刘麦加编著的《夏墅堰》内容介绍:夏墅堰是一座古城,几千年前一个因为临河而建的堤坝繁荣起来而得名的城市。多少年之后黄河早已在这里断流,只有名字和这座城市的年龄流传了下来。十八岁的时候姚禾伊、孔墨白、柳迟心、林颜迫不及待地离开这里追求远方那些或有或无的梦,只留下苏见喻一个人守住这个城市。二十三岁那年他们齐齐回来,各怀心事各有不甘。本是恋人的姚禾伊与孔墨白面临分手,原因竟是姚禾伊其实真正爱着的是与她青梅竹马的苏见喻,于是原本就与苏见喻纠缠不清的林颜一气之下又一次离开,孔墨白也再一次打起背包悄然离去。所以那一年不是团聚的一年,而是又让苏见喻被迫遭遇分离的一年。故事从大家二十五岁的冬天,马奶奶的去世开锣唱响。姚禾伊的远房表妹香奈儿不远万里从澳大利亚赶来奔丧,给夏墅堰带来了一场久别的重逢。
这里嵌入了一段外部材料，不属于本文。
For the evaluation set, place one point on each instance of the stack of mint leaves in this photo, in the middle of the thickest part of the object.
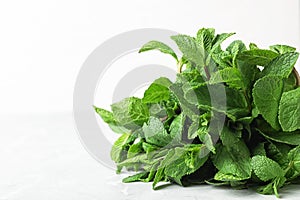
(232, 117)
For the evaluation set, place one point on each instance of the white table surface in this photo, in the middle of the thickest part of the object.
(41, 158)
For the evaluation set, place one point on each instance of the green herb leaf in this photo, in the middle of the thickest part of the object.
(289, 110)
(266, 96)
(156, 45)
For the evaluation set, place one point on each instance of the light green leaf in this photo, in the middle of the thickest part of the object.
(282, 48)
(230, 76)
(281, 65)
(289, 110)
(130, 112)
(261, 57)
(158, 91)
(191, 50)
(119, 149)
(266, 96)
(233, 161)
(292, 138)
(294, 157)
(155, 132)
(265, 168)
(156, 45)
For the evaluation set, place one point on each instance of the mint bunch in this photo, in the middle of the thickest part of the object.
(232, 117)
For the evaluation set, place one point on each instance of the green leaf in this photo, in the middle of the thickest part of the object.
(290, 83)
(289, 110)
(155, 132)
(265, 168)
(294, 158)
(110, 120)
(191, 50)
(219, 38)
(130, 112)
(205, 37)
(292, 138)
(193, 77)
(266, 96)
(281, 65)
(233, 161)
(229, 136)
(136, 177)
(261, 57)
(230, 76)
(135, 149)
(185, 160)
(176, 128)
(278, 152)
(259, 150)
(188, 109)
(282, 48)
(156, 45)
(272, 187)
(158, 91)
(119, 149)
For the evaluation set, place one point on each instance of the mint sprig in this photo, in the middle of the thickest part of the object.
(176, 132)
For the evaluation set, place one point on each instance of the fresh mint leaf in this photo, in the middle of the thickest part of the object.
(232, 162)
(158, 91)
(265, 168)
(225, 103)
(230, 76)
(155, 132)
(130, 112)
(156, 45)
(282, 48)
(119, 149)
(292, 138)
(281, 65)
(289, 110)
(261, 57)
(191, 50)
(266, 96)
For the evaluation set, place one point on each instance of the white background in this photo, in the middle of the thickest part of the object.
(42, 46)
(44, 43)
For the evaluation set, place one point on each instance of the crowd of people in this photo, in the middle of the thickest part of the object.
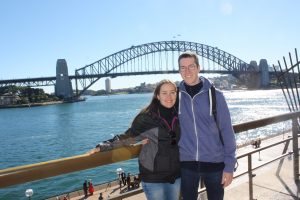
(186, 135)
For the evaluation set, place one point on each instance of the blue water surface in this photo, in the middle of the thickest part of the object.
(38, 134)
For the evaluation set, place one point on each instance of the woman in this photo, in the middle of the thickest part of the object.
(157, 127)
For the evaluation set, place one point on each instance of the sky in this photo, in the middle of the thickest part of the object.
(35, 33)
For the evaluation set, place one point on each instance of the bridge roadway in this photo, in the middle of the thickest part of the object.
(266, 184)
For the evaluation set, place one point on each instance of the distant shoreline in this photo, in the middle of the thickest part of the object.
(30, 104)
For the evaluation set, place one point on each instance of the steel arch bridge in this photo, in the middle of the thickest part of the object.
(147, 59)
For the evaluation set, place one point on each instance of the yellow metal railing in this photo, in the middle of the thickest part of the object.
(32, 172)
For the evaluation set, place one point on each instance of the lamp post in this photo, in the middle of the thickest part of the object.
(29, 193)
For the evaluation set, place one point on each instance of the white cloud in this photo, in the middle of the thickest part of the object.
(226, 8)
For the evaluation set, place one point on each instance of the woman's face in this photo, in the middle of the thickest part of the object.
(167, 95)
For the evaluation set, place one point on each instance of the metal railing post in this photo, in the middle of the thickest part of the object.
(295, 149)
(250, 177)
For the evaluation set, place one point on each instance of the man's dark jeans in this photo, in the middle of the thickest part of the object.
(190, 177)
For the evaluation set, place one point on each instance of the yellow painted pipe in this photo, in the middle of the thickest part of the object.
(32, 172)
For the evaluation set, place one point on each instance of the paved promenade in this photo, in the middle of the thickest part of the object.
(274, 181)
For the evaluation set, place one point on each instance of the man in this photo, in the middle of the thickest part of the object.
(207, 146)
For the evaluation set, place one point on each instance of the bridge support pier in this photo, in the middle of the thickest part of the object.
(63, 87)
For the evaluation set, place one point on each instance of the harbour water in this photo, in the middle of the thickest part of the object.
(38, 134)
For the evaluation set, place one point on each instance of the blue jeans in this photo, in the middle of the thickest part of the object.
(162, 191)
(190, 178)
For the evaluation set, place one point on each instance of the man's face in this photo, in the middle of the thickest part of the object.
(189, 71)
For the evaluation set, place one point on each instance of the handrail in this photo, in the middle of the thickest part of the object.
(37, 171)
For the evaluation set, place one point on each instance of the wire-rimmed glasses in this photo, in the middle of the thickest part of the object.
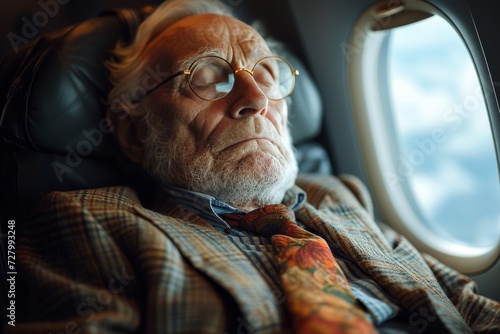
(212, 77)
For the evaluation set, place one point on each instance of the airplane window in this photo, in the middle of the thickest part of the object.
(445, 151)
(424, 132)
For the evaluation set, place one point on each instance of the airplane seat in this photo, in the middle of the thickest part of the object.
(54, 134)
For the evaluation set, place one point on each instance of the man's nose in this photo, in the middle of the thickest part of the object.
(250, 99)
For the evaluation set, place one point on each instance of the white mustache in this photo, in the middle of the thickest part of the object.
(252, 128)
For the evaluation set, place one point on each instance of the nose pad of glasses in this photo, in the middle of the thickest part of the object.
(251, 74)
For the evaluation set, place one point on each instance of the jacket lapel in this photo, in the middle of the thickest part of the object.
(212, 254)
(399, 268)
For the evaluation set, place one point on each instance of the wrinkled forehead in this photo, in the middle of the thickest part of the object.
(211, 34)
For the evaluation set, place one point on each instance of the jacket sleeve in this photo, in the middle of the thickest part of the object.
(74, 277)
(481, 314)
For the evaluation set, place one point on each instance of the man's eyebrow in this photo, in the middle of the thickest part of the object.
(185, 63)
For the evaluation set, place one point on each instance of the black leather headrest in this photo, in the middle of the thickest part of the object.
(53, 119)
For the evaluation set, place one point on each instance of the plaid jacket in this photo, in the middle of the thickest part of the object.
(97, 261)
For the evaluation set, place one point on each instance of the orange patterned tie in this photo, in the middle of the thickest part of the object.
(317, 293)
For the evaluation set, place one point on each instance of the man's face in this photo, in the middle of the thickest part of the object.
(237, 148)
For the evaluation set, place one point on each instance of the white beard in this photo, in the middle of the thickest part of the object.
(255, 173)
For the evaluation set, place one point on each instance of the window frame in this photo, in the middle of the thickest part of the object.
(375, 136)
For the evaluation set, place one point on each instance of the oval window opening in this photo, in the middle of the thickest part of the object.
(443, 141)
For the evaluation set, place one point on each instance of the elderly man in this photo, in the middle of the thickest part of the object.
(233, 243)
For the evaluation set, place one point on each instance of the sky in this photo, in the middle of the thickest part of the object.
(444, 133)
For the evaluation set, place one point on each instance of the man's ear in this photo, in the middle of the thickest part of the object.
(129, 132)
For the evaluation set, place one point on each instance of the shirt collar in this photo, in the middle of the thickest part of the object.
(209, 208)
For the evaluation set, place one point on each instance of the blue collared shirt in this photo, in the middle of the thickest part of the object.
(259, 250)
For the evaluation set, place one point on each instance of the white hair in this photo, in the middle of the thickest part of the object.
(129, 65)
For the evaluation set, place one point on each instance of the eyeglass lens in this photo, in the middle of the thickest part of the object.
(212, 78)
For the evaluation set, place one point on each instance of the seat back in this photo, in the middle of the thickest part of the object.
(54, 134)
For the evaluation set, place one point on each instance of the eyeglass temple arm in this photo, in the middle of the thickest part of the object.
(163, 82)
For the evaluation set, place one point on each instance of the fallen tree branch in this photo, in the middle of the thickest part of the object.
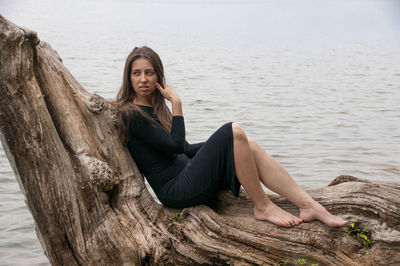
(91, 206)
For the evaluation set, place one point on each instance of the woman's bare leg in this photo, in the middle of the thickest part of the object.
(246, 171)
(276, 178)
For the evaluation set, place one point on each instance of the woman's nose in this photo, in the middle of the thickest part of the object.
(143, 77)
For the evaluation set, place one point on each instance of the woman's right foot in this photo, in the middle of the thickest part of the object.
(275, 215)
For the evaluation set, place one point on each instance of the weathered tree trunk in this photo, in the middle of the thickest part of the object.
(91, 206)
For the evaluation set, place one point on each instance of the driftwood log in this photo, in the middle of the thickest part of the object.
(91, 205)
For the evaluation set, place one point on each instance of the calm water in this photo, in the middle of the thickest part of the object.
(317, 83)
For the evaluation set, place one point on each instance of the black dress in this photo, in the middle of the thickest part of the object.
(181, 174)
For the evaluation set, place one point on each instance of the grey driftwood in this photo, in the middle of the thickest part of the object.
(91, 206)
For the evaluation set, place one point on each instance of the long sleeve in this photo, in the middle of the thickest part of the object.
(154, 135)
(191, 149)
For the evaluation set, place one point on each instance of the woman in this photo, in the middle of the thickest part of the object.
(183, 174)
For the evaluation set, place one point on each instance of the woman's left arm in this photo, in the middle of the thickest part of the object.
(191, 149)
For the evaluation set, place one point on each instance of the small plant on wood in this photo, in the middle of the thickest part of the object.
(363, 235)
(176, 217)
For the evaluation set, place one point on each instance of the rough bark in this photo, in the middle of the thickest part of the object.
(91, 205)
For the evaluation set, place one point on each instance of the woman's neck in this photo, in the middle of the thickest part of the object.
(145, 102)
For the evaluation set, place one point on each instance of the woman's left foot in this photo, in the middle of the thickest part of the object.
(317, 212)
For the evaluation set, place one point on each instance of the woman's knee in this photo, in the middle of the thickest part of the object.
(238, 133)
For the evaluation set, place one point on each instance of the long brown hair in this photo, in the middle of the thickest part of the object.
(126, 94)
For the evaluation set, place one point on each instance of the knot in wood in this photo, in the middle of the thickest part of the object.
(102, 175)
(96, 104)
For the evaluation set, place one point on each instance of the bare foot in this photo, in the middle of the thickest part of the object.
(276, 215)
(317, 212)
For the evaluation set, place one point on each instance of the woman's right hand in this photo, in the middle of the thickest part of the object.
(171, 95)
(168, 92)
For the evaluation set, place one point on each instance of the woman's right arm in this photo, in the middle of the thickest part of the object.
(156, 136)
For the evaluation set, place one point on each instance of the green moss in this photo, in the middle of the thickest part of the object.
(363, 235)
(176, 217)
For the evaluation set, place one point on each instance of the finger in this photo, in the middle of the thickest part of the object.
(159, 86)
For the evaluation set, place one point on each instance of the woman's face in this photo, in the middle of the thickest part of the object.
(143, 79)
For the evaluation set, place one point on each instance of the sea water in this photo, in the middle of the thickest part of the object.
(316, 83)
作为当初被抛弃的两个人,林颜的不屈不挠和孔墨白的不卑不亢会给这座古老平静的城市带来怎样的风波?姚禾伊心心念念嫁入苏家的愿望终究能否实现?而在这些青春恩怨的背后,却有一场夏墅堰将要面临的更大的灾难……
《夏墅堰》是一本长篇小说。
苏见喻一口一个香奈儿地带着远房表妹在马家院子周遭转悠,拜见了几位舅舅舅母三大姑四大姨五大婶,到了下午这个苏见喻御赐的中文名几乎就被整个夏水区接受了。苏见喻毫不见外地给香奈儿说着家里亲戚的八卦,他说就算你在中国不停留太长时间,也要知道这个家里谁能惹谁不能惹,越是大的家庭看起来越是和睦反而背后越是风起云涌,若是这阵子你没能和这个家族的人处好那我完全可以建议你以后老老实实地在澳大利亚待着,只要你踏入我国领土半步不用动用军队光三姑六婆的口水就能把你吓走。
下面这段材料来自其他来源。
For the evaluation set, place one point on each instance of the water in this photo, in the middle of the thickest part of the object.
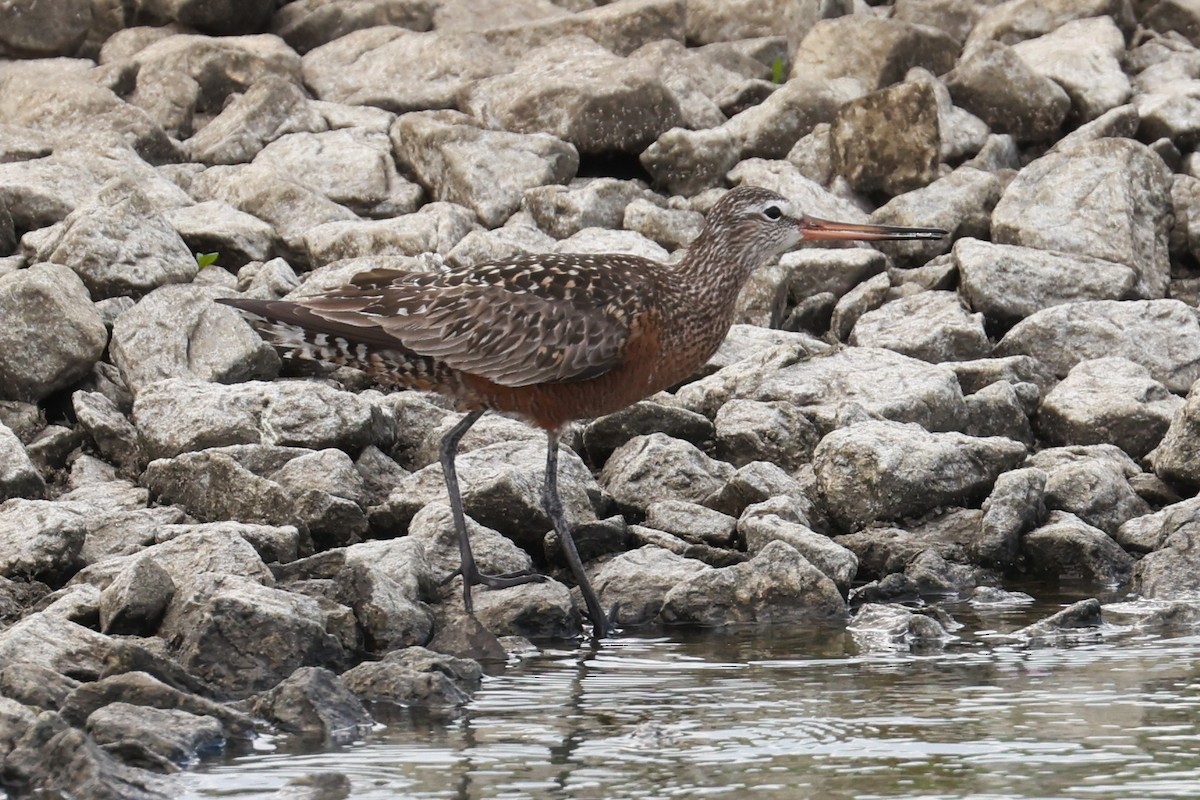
(791, 714)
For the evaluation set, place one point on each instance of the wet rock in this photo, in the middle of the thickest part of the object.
(415, 677)
(138, 734)
(777, 585)
(877, 52)
(1083, 56)
(1068, 547)
(52, 757)
(1009, 283)
(53, 642)
(1079, 621)
(658, 467)
(636, 582)
(994, 83)
(137, 599)
(877, 626)
(18, 476)
(834, 560)
(600, 102)
(400, 70)
(605, 434)
(1015, 506)
(241, 636)
(353, 167)
(313, 703)
(40, 539)
(1108, 401)
(755, 431)
(691, 522)
(291, 208)
(960, 203)
(271, 108)
(873, 154)
(1110, 199)
(179, 332)
(1150, 531)
(502, 487)
(929, 325)
(436, 227)
(1177, 457)
(1159, 335)
(487, 172)
(69, 336)
(885, 470)
(175, 416)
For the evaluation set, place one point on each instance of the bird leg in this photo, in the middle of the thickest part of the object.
(553, 503)
(468, 569)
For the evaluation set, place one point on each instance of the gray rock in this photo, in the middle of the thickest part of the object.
(1083, 56)
(487, 172)
(657, 467)
(241, 636)
(755, 431)
(877, 52)
(1161, 335)
(1108, 401)
(18, 476)
(1009, 283)
(40, 539)
(291, 208)
(415, 677)
(307, 24)
(178, 415)
(313, 703)
(58, 643)
(69, 337)
(1110, 199)
(353, 167)
(960, 203)
(400, 70)
(777, 585)
(691, 522)
(837, 561)
(580, 92)
(1015, 506)
(137, 599)
(885, 470)
(888, 140)
(1067, 547)
(135, 732)
(997, 85)
(270, 108)
(55, 758)
(605, 434)
(1150, 531)
(436, 227)
(929, 325)
(179, 332)
(502, 487)
(636, 583)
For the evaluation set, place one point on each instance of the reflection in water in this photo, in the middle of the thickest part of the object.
(791, 714)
香奈儿惊到了,说,那你赶快告诉我最不能惹的人是谁?苏见喻想了想说,马奶奶没死的时候当然是马奶奶不能惹了,现在马奶奶去世了大家都觉得马姨独当一面,马姨就是马芳丹,姚禾伊的妈,你大表姑,不过我觉得你大表姐姚禾伊的能力也不能小觑。反正马家的女人都不是好惹的,好在他们家女嗣单薄。想当年马奶奶还在的时候那三足鼎立三国争霸的状况……唉,不说了,和平年代不提战事,不吉利。
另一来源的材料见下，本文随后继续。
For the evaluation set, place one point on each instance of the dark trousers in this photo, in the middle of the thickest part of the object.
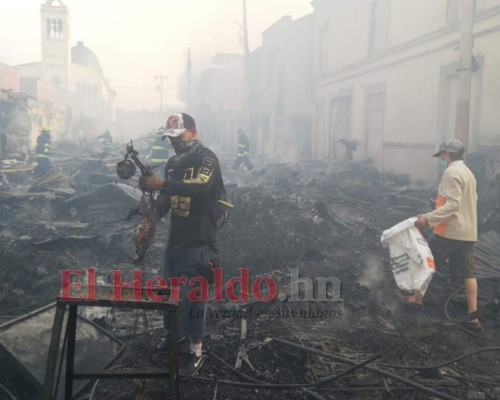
(245, 160)
(180, 263)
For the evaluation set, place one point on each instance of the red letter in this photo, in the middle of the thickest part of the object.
(162, 284)
(218, 284)
(272, 289)
(243, 281)
(136, 285)
(67, 285)
(203, 289)
(174, 284)
(91, 284)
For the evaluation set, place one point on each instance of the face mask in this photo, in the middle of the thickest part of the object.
(183, 147)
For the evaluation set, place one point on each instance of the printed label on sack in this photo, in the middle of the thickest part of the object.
(400, 263)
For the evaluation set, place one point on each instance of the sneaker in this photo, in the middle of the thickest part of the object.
(190, 364)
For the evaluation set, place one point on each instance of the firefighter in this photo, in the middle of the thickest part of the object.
(192, 185)
(43, 142)
(160, 152)
(243, 152)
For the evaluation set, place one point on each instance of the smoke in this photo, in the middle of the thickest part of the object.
(373, 273)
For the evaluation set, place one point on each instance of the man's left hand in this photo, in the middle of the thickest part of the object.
(421, 221)
(150, 182)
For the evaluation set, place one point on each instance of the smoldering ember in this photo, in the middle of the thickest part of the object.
(303, 204)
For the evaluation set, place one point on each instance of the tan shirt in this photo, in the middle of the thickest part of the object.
(455, 216)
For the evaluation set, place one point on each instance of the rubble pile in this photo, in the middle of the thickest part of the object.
(314, 220)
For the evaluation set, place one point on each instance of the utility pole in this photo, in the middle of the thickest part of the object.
(161, 78)
(246, 61)
(189, 105)
(465, 72)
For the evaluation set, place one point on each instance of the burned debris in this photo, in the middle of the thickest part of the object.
(289, 220)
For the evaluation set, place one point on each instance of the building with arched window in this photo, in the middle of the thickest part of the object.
(70, 78)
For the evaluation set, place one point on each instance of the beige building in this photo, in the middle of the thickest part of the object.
(386, 72)
(70, 78)
(281, 82)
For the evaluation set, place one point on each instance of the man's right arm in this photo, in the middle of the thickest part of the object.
(451, 190)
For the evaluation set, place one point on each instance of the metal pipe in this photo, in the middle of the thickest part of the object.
(368, 368)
香奈儿听着苏见喻夸张的描述手法一时无法消化他刚才的话,也不见苏见喻有收回自己意见的征兆,就更不知道是不是该相信他。随后他头一抬说,关于马奶奶的死还有一件事你没听说吧?香奈儿皱皱眉想刚来这里不到一天的光景并没有人跟她说过什么比较内幕的话,便摇摇头。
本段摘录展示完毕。